Müşteki avukatı Hasan Anlar ise, AİHM Akdeniz ve diğerleri kararının önemli ayrıntılarını belirterek duruşma tutanağına geçirilmesini sağladı. Av. Hasan Anlar, AİHM’nin Türkiye’de yaptığı incelemelerde bölgede 24-25 Ekim tarihlerine kadar operasyon yapıldığının tespit edildiğini, ayrıca dava dosyasında da bulunan, tarihi belli olmayan “nihai rapor”da PKK’nin eğitim sahası olarak belirlenen Şenyayla civarındaki köy sakinlerinin %90’nın PKK yanlısı olduğunun ifade edildiğini, askerlerin köylülere örgüt mensubu muamelesi yaptığını ve Alaca Köyüne yapılan operasyonun gerekçesinin bu rapor olduğunu belirtti.

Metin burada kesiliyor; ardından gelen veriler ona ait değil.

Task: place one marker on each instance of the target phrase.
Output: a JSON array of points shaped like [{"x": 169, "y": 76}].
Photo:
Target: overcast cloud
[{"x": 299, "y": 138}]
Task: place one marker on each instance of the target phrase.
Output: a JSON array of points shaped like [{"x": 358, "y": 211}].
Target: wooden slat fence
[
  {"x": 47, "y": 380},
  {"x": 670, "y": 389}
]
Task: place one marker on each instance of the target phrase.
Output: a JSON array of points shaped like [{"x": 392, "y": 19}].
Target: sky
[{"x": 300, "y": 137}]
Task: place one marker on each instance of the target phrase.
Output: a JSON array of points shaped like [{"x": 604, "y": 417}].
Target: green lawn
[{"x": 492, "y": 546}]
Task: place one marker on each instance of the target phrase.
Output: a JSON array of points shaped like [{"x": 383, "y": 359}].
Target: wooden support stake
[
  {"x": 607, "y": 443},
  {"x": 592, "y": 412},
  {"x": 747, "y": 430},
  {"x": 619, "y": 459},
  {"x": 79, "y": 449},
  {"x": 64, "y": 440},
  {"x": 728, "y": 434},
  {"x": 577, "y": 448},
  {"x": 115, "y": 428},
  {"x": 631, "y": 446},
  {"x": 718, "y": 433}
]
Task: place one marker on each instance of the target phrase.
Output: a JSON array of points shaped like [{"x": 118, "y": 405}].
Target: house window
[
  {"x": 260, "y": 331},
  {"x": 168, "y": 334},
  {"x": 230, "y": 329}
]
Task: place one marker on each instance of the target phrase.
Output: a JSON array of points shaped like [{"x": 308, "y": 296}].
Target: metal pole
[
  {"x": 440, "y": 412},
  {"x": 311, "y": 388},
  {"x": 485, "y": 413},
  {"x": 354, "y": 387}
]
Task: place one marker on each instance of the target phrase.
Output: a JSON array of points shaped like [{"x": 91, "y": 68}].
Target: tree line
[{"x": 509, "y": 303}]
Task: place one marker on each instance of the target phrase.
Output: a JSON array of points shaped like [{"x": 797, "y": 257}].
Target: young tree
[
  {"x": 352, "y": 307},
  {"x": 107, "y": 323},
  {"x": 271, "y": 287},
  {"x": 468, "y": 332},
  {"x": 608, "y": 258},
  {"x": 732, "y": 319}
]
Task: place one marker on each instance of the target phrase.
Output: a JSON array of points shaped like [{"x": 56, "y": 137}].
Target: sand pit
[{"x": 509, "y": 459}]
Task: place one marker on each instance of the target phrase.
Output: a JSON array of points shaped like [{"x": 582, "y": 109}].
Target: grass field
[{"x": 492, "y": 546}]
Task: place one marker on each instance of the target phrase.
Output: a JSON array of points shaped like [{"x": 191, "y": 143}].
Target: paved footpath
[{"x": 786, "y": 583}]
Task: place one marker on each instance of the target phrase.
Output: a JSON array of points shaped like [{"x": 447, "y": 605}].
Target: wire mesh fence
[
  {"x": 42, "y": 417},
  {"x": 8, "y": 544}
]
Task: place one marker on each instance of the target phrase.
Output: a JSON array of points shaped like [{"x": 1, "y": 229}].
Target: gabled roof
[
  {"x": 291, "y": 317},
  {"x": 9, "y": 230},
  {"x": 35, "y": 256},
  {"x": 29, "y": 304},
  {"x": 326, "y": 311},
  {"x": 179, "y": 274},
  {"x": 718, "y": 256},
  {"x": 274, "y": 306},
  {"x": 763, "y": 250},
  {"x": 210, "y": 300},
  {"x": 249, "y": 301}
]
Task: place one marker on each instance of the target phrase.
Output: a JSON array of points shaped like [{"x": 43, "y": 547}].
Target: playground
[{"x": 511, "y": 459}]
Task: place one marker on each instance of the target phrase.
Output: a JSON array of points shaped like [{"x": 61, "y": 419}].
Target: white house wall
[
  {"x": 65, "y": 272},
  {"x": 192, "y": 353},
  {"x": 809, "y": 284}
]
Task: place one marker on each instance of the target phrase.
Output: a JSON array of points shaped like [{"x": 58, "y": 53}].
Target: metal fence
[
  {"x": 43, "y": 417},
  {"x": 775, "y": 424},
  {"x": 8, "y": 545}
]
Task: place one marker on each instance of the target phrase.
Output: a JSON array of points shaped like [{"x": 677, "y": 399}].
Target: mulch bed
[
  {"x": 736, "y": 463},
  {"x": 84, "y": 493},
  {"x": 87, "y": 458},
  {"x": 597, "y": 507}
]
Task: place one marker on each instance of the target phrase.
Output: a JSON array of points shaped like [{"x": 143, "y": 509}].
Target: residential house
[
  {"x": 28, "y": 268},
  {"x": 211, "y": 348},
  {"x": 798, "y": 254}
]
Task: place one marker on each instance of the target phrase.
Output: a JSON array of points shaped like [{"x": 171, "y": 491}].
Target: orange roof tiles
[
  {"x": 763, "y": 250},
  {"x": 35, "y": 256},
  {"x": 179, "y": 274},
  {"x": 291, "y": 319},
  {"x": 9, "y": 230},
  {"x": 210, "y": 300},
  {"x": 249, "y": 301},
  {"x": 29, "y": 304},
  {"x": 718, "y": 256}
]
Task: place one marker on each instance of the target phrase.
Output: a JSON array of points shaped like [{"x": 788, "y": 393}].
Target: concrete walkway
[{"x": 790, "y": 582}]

Aynı zamanda katılan vekili Av. Oya Aydın, Van Asayiş Bölge Komutanlığının bölgede Bolu Komando Tugayının operasyon yaptığını açıkça kabul ettiğini, dosyada bulunan diğer belge ve bilgilerden, sanığın ifadelerinden ve AİHM kararından hareketle, sanığın tutuklanması için başkaca araştırmaya dahi gerek olmadığını belirtti. Buna karşılık sanık Yavuz Ertürk, söz konusu tarihlerde Kulp’ta operasyon yapmadığını, zaten her ne kadar sivil halkın zarar görmemesi için başka bölgelere nakledilebilmesi mümkün olsa da kırsal alanda sorgulama ya da gözaltı gibi bir adetlerinin olmadığını ifade etti.
Son olarak, sanık avukatlarının Yavuz Ertürk’ün duruşmadan vareste tutulması talebi reddedilirken, tutuksuz yargılanmaya devam edilmesine ve bir sonraki duruşmanın 07 Mart 2016 tarihinde gerçekleştirilmesine karar verildi.